The artists Gary Hume and Georgie Hopton have been a couple for nearly 30 years, yet they have always kept their respective practices separate. But now, for the first time, they are showing together with two joint exhibitions in London and New York. Both are devoted to works-on-paper and the first, Hurricanes Hardly Ever Happen (until 3 April), opened last week at Lyndsey Ingram Gallery in Mayfair, with a packed opening of guests including the musician Jarvis Cocker and the artists Jeremy Deller, Gavin Turk and Deborah Curtis, who gathered to salute what turns out to be a highly symbiotic double vision.

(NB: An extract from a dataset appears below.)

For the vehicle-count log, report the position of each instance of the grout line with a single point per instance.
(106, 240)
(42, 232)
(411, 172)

The second shared show will be unveiled on Ingram’s stand at New York’s Armory Show this week.
“When the idea of exhibiting with Georgie was mooted I jumped at the chance,” says Hume, who adds that while he felt he had seen Hopton’s work alongside his before, “somehow the connections between us were not explicit.” Hopton, who was in charge of selecting and curating both the shows, noticed that once she started to put their works together these connections quickly became very evident. “The works built instant bridges between themselves… a mark in a drawing by Gary echoed a line, a thread or piece of organic matter in a work by mine. Photographs by me echoed drawings by him. Abstract compositions by each of us were distant twins.”

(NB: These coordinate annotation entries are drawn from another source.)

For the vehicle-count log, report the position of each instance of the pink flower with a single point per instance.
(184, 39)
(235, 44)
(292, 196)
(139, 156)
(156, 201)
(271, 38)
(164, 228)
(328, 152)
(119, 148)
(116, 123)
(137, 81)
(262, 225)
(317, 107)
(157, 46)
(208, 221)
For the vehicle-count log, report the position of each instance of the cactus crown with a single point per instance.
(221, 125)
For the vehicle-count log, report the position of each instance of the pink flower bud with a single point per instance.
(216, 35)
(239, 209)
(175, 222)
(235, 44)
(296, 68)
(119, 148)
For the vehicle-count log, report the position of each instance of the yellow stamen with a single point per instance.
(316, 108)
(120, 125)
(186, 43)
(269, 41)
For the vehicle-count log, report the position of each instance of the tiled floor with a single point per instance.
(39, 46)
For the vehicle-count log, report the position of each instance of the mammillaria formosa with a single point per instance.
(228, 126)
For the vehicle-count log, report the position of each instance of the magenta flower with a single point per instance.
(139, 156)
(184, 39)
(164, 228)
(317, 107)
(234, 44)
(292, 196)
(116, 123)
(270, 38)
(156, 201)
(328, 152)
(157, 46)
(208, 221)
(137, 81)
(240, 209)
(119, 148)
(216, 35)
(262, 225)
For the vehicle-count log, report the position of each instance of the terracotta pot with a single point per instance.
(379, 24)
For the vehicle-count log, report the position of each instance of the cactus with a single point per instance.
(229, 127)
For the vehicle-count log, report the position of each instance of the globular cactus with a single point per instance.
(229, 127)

Such correspondences chime throughout the London show. Seeing Hume and Hopton’s works together en masse is on many levels a testament both to the closeness of their relationship, and to their common aims—their shared sense of the interconnectedness of things. Whether in a self-portrait photograph of Hopton sitting on a pumpkin whilst elegantly holding its provocatively-positioned stalk, or in Hume’s screen-print-on-aluminum card of a cheerleader’s stem-like arm ending in the tousled bloom of a pompom, there’s a quiet playfulness and a refined pleasure in the decorative, underpinned by consistently precise and rigorous execution. Both artists use an off-kilter palette and also pay keen attention to the humble and overlooked. In many instances, what might often appear to be abstract or random is never so, but always carefully considered and rooted in a concrete and keenly observed reality. A vividly coloured cluster of pastel scribbles by Hume turns out to be the overlaid characters of the entire Arabic alphabet, while the similarly tangled strands of wool, twine and leaves in Hopton’s After the Deluge (2019) were composed by superimposing and then meticulously editing line drawings made from nature.

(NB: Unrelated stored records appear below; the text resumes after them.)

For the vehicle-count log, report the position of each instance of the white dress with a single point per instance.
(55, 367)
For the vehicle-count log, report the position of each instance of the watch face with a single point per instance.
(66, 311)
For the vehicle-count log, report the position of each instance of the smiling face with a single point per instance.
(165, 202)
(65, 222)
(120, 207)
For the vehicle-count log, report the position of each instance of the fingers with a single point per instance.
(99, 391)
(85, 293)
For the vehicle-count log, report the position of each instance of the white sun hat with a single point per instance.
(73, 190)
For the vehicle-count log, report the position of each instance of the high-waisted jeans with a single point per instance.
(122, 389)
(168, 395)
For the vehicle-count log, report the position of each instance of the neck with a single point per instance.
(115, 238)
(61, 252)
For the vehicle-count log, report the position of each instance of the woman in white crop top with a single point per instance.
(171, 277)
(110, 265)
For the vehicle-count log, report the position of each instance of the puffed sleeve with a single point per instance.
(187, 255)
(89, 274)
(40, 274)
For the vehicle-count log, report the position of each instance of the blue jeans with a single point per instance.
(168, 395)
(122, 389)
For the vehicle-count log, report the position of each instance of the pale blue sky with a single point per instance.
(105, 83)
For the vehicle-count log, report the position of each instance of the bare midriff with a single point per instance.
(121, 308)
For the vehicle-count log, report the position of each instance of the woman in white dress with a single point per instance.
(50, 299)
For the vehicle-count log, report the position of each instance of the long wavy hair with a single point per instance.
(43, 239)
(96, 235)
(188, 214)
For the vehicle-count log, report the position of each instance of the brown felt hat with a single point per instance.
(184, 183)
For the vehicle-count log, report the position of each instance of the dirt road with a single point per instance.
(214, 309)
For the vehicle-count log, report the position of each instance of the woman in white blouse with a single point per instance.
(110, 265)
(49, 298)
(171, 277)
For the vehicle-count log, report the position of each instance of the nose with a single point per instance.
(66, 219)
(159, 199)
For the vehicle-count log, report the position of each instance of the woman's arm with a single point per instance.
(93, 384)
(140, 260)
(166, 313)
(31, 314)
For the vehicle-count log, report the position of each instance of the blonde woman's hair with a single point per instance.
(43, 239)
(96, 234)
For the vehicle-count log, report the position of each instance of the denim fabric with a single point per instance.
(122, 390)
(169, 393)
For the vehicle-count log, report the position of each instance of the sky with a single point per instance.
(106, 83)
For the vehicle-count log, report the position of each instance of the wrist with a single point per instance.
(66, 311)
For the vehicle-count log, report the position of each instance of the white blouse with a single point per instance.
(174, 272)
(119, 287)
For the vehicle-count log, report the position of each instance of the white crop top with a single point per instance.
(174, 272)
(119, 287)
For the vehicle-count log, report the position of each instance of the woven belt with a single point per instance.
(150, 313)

Given that Hume and Hopton divide their time between a London townhouse and a farm in rural upstate New York, it is especially appropriate that the pair are simultaneously showing on both sides of the Atlantic. They plan their annual migration to and from their homes not to co-ordinate with the activities of the art world but to be in tune with the natural cycles of their New York farm—arriving in spring for planting and then returning from midsummer to October for growing and harvest. This shared involvement in nature and often intense work on the land is then filtered through concentrated time spent in the studio and feeds into each of their work in multifarious ways. In the case of Hopton, this literally manifests itself in the flowers and the vegetables she photographs, as well as in the stalks, pulses and seeds she uses directly as materials. She even uses horticultural terms to describe her husband’s artistic modus operandi, declaring that in making his work Hume “ploughs and plants simultaneously”.
The collective title of this twofold double act is Hurricanes Hardly Ever Happen, a line taken from My Fair Lady (1965), which Hopton says applies both to the works she has chosen as well as to her marriage. “For the most part there is harmony and a little drama, but every so often something disrupts the calm.” Be that as it may, on the evidence of the first of these two shows, this is a rich and ongoing artistic dialogue that in all its different facets has evidently been of great benefit to its two participants. Now, for a short time it can be enjoyed by all of us.